What I'm saying is this: there are two educational systems. The élite one is wonderful, but it's a bespoke model in a culture which really believes that there is an intellectual aristocracy which deserves all the treats. Then there's a warehouse or factory educational model in which as many kids are crammed into knackered buildings as possible. The élite take degrees in PPE, Art History, Medicine and the like. Many of mine do 'vocational' courses designed to fit them into the neoliberal economy, rather than train them for power. They are discriminated against, and excluded.

So it's a dilemma. I want mass, working-class education. I want it for social justice. I want working class students to do Medicine and Anglo-Saxon and PPE, but I want them to be independent of the cultural and ideological positions inherent in hegemonic educational structures. I don't want them tossed the crumbs of a 'good-enough' training scheme which fits them for lower-management. I also want people to choose non-academic training and be proud and respected.
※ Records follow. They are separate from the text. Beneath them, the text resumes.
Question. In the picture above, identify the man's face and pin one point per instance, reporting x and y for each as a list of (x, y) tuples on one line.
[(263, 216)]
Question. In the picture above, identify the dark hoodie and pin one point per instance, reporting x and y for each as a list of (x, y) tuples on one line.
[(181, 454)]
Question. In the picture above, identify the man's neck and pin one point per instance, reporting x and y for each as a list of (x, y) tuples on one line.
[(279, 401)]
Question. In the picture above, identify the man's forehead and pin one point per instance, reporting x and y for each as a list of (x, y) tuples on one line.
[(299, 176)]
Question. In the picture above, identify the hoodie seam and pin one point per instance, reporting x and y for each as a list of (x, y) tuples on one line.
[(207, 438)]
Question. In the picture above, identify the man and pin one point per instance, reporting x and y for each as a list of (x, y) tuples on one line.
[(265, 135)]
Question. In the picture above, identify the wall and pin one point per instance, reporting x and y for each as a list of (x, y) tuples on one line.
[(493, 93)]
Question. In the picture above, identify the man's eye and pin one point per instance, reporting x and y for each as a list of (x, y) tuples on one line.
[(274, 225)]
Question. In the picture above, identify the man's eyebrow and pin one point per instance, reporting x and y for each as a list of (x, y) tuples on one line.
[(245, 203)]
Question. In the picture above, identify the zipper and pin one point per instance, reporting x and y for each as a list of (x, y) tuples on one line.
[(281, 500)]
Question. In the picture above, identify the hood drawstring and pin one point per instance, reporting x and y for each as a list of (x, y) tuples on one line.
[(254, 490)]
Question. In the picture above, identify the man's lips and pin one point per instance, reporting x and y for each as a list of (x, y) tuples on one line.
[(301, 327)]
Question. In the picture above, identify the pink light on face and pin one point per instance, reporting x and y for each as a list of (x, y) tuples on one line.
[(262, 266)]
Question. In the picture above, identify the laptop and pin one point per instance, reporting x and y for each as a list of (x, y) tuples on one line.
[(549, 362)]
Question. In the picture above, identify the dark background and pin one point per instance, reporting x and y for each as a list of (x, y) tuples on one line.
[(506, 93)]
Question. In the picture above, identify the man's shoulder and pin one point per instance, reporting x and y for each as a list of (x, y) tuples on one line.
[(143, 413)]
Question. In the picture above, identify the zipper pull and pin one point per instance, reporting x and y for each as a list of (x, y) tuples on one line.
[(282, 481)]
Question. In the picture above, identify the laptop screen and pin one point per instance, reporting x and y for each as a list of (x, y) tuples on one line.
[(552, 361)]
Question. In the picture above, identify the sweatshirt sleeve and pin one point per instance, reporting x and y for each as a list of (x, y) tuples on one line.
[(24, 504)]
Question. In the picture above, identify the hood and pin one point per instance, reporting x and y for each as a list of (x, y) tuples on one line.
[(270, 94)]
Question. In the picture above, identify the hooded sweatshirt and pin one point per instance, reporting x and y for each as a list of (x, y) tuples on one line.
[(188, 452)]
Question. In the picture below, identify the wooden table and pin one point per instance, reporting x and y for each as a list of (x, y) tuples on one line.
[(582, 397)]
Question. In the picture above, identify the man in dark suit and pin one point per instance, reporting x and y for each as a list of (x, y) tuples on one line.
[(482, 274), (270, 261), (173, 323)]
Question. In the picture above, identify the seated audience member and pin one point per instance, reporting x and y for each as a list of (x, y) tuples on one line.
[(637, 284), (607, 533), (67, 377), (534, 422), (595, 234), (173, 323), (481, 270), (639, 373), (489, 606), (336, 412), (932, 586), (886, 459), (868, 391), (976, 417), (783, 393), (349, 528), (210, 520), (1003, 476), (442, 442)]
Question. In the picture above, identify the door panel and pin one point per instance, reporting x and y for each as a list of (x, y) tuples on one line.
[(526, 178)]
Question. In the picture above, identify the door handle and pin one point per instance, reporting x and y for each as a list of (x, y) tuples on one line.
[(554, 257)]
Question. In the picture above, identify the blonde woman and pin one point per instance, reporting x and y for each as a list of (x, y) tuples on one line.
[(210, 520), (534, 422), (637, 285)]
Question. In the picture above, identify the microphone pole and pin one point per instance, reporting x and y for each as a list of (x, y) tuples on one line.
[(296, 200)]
How? Er… Now you're asking. Certainly pre-university education must push students to aspire, but the university system currently seems like a vehicle for retarding social mobility rather than enhancing it. Personally, I'd abolish them all. Seriously: I'd amalgamate them and distribute subjects and expertise nationally. If Russell Group teachers are so great, let's see them teach my students. I'd end the REF research funding structure, which only exists to make sure serious funding goes to Russell Group universities, and I'd end pre-results admissions and interviews. No cosy chats designed to establish whether a student is 'one of us'. I'd also abolish the private schools, of course, or at least remove their charitable status.
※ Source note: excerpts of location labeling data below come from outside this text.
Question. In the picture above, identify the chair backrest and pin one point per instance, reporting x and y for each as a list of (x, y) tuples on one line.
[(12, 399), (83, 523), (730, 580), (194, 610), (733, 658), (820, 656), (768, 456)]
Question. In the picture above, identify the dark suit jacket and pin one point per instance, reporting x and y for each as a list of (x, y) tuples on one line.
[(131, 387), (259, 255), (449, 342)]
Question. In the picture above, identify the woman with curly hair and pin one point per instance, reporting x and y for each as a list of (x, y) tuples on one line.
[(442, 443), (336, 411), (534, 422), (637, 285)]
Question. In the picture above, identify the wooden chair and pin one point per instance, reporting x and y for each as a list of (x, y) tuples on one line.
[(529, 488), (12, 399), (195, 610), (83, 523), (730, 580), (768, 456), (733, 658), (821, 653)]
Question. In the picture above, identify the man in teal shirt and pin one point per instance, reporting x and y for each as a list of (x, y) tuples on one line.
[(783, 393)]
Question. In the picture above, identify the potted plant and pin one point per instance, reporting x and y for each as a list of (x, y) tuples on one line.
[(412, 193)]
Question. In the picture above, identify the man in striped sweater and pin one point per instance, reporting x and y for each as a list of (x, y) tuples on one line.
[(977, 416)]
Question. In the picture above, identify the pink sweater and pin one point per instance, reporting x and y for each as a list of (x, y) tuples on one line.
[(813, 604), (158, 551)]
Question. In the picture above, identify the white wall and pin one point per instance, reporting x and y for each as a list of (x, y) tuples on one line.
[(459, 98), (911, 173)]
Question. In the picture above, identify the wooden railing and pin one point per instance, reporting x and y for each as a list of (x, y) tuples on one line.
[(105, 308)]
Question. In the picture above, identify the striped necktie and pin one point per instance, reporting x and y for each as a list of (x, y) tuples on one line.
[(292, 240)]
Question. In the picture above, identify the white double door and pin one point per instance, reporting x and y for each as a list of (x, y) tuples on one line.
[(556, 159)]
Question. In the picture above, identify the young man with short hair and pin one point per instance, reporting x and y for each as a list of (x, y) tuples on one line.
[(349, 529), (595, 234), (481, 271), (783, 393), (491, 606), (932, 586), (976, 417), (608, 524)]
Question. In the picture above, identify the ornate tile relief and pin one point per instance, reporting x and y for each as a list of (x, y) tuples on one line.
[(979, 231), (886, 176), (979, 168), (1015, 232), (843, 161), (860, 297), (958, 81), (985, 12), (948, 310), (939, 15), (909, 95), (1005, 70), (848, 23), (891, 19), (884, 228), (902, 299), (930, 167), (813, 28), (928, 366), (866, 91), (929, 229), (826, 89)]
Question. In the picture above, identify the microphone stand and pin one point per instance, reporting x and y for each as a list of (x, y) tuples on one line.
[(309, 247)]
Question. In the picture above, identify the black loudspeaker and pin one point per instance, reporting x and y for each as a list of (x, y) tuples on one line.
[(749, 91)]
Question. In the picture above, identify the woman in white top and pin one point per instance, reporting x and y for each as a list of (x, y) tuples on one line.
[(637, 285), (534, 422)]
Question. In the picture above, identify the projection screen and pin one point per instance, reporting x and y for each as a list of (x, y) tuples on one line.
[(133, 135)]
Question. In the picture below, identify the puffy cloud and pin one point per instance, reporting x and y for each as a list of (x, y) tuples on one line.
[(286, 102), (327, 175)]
Curriculum is essential too: the major contribution of progressive humanities departments is widening the canon from texts approved by the cultural elite to the sum of human cultural activity. Thanks to Raymond Williams, Cultural Studies, Reader-Response, Post-Colonialist, Feminist and Queer Theory, we insist that all cultural artefacts and practices are inherently worthy of study. I put working-class writing, Welsh writing and all sorts of overlooked gems on the course lists without feeling tokenistic or patronising. This might seem obvious to you, but have a look at Palgrave's The Short Story in Britain by Maunder, Robbins and Liggins. One chapter is devoted to the short story in Scotland. One sentence of the chapter on Scotland mentions Wales. That is a perfect example of elitist, metropolitan exclusion-by-canon: the short story is central to Scottish and Welsh literary culture, for a wide variety of reasons - yet if you took this book, with it's exhaustive title, you'd never know.

And that's why we need to worry about class and education.